/ Strategi Penguatan Industri Baja: Berkaca dari Ekosistem International
Demi mengoptimalkan peluang ini, strategi perlindungan menyeluruh dinilai sangat penting agar industri dalam negeri dapat berdiri kokoh dan menjadi pilar kemandirian ekonomi nasional.
AS Terapkan Proteksi Menyeluruh
Amerika Serikat memperkuat kebijakan proteksi industri baja dengan memperluas cakupan Section 232 dari Trade Expansion Act of 1962. Sejak Agustus 2025, Washington menambahkan 407 subpos HS baru dengan tarif 50 persen, mencakup tidak hanya baja dasar, tetapi juga produk turunan hingga barang jadi berbasis baja seperti suku cadang otomotif, peralatan rumah tangga, dan komponen kelistrikan.
Langkah ini menutup celah impor yang sebelumnya dimanfaatkan eksportir dengan mengalihkan ekspor baja menjadi produk hilir. Presiden AS saat itu, Donald Trump, menegaskan kebijakan ini sebagai strategi “Total Defense” demi menjaga kemandirian industri baja domestik.

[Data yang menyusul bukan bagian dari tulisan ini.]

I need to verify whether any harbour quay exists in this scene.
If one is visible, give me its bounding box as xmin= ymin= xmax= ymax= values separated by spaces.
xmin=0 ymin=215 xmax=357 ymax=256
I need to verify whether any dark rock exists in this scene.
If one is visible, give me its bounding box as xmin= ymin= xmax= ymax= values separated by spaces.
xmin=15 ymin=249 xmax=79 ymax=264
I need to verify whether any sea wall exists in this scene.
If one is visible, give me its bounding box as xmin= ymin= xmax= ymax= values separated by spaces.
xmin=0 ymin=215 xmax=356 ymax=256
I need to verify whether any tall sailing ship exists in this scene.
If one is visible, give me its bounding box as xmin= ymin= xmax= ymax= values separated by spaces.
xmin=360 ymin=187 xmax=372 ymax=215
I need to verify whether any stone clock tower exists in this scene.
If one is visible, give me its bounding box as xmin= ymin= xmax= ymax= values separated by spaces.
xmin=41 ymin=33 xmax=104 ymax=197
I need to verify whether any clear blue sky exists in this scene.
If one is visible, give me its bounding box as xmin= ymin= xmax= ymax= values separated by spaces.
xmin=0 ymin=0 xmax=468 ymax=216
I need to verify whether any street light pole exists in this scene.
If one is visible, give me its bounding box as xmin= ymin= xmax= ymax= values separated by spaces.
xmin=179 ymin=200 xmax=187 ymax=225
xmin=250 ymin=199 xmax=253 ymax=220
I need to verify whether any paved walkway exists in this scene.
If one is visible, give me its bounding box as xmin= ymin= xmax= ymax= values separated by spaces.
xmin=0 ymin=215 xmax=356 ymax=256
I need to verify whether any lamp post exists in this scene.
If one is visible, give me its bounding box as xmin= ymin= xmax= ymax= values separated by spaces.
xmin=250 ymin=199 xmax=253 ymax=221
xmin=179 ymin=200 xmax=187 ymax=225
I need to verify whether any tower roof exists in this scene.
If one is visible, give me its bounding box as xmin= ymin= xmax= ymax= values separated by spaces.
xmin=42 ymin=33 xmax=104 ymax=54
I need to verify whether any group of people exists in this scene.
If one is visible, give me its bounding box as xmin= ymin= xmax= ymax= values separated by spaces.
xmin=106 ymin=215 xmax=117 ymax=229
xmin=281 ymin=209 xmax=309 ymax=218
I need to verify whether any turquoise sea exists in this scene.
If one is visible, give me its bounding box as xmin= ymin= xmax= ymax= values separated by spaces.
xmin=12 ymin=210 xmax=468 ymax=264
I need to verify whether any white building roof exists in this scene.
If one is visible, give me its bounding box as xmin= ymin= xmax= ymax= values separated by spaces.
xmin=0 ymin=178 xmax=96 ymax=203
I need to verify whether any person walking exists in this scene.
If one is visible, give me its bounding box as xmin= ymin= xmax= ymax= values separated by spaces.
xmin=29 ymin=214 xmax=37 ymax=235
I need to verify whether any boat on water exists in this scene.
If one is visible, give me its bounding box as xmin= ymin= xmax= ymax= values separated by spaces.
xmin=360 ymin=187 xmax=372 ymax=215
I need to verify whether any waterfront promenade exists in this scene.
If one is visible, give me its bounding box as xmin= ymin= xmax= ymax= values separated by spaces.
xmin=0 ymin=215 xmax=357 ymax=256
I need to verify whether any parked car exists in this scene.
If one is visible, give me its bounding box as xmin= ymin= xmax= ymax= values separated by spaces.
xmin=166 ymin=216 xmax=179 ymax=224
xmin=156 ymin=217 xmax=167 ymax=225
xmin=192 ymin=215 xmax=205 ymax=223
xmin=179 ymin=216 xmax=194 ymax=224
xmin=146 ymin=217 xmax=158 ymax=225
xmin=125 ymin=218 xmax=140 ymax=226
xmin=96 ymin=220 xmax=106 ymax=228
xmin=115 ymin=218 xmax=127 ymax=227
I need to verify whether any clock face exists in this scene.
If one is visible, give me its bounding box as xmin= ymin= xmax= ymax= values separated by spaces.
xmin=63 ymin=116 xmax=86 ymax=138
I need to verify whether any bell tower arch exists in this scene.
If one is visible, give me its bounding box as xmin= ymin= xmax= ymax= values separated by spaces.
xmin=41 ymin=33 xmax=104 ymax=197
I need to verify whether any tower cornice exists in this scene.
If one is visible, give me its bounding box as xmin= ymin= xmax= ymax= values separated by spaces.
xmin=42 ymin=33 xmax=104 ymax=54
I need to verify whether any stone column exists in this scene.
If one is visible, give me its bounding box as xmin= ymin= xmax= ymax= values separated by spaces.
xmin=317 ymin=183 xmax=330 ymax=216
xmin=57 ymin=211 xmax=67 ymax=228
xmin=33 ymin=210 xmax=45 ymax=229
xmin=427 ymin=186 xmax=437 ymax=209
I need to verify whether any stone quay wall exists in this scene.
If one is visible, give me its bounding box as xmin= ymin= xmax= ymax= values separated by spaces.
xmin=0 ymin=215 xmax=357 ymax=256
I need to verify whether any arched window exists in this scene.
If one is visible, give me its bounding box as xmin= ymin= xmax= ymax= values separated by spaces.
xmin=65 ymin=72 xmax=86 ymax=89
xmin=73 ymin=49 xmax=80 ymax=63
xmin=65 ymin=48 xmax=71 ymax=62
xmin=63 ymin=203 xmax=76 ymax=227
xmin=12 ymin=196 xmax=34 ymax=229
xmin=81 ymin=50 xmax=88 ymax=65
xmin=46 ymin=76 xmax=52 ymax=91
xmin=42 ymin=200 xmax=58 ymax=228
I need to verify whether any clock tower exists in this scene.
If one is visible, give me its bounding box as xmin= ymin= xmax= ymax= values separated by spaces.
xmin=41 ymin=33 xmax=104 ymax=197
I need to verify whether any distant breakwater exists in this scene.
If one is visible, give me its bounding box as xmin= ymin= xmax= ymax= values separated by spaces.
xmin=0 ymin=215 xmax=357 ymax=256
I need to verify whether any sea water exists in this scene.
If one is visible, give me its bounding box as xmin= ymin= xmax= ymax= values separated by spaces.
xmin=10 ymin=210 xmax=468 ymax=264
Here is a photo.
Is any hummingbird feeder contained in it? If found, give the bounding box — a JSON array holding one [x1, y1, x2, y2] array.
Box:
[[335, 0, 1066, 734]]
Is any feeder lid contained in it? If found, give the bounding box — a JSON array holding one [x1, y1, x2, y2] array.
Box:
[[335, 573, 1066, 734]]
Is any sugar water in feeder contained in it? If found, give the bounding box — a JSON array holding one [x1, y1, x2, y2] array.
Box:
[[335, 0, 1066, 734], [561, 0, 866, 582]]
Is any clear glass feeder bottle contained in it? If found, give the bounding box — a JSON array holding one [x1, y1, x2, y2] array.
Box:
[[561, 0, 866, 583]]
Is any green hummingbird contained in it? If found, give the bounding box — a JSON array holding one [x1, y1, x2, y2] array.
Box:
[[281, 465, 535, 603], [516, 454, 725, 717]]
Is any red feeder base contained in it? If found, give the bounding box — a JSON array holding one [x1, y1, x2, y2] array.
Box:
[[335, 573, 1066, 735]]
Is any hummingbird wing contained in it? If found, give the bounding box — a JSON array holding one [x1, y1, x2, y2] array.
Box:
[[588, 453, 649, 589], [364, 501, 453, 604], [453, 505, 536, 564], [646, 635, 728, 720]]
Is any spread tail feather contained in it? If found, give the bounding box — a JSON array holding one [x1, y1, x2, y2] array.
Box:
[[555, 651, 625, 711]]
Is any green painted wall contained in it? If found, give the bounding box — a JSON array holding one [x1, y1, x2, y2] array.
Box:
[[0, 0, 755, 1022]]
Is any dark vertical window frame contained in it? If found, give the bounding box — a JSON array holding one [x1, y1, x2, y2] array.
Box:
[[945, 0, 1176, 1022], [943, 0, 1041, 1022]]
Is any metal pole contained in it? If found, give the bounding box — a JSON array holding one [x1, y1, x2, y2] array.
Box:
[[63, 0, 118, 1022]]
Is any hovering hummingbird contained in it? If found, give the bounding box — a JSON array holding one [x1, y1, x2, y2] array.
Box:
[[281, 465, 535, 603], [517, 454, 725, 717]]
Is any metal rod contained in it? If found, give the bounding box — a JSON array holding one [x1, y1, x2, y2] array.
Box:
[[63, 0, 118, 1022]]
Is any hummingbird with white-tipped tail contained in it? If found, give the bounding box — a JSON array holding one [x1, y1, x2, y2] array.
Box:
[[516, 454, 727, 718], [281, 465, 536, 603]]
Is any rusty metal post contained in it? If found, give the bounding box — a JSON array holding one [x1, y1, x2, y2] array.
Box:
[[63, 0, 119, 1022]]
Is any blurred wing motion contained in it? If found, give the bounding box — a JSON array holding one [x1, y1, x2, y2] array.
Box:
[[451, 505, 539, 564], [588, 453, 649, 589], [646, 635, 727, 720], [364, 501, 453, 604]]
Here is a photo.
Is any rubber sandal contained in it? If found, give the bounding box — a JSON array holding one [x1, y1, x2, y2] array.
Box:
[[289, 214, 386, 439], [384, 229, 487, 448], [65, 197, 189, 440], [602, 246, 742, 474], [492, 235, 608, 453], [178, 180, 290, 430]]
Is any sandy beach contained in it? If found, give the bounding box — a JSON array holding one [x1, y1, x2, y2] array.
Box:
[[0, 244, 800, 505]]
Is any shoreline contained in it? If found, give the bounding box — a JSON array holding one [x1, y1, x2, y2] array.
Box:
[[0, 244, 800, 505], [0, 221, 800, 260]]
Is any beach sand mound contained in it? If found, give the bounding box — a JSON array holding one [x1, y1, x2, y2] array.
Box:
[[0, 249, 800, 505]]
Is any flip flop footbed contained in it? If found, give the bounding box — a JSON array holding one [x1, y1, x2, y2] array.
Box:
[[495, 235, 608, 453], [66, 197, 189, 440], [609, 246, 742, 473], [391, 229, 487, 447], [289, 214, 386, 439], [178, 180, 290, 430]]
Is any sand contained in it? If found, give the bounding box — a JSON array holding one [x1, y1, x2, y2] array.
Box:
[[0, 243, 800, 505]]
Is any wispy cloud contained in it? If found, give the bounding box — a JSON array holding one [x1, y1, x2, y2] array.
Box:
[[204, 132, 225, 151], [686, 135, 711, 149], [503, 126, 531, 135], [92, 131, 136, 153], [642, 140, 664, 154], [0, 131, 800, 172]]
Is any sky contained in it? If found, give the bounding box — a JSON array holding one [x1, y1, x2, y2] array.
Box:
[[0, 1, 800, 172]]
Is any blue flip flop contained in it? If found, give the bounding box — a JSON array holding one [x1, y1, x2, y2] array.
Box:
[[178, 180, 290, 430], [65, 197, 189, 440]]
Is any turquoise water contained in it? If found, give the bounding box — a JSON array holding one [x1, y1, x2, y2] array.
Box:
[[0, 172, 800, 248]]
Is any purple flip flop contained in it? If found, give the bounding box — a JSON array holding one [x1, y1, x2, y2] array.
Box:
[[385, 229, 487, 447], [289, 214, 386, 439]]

India Agresif Terapkan Trade Remedies
Pengamat industri baja dan pertambangan Widodo Setiadharmaji memberikan gambaran pelajaran berharga dari negara India yang menunjukkan bagaimana instrumen trade remedies digunakan secara agresif untuk melindungi industri baja dalam negerinya. Widodo menyebutkan bahwa Directorate General of Trade Remedies (DGTR) telah merampungkan penyelidikan safeguard terhadap impor non-alloy dan alloy steel flat products, dengan rekomendasi bea masuk pengamanan selama tiga tahun sebesar 12%, 11,5%, dan 11%.
Safeguard ini diarahkan pada lonjakan impor dari produsen besar dunia seperti China, Jepang, Korea Selatan, dan Vietnam yang dinilai menekan produsen baja domestik India. Namun, Indonesia justru dikecualikan dari pengenaan safeguard karena pangsa impornya di bawah 3%, sehingga peluang ekspor baja Indonesia ke India semakin terbuka.
Widodo menambahkan bahwa India juga berpengalaman dalam memperlihatkan kecepatan pemerintahnya dalam mengambil tindakan. Contohnya, petisi safeguard yang diajukan pada Desember 2024 hanya memakan waktu tiga bulan untuk pemerintah India efektif dalam memberlakukan provisional safeguard duty sebesar 12%, dan pada Agustus 2025 DGTR mengeluarkan keputusan final. Sehingga mekanisme ini memastikan industri tidak dibiarkan menunggu terlalu lama tanpa perlindungan.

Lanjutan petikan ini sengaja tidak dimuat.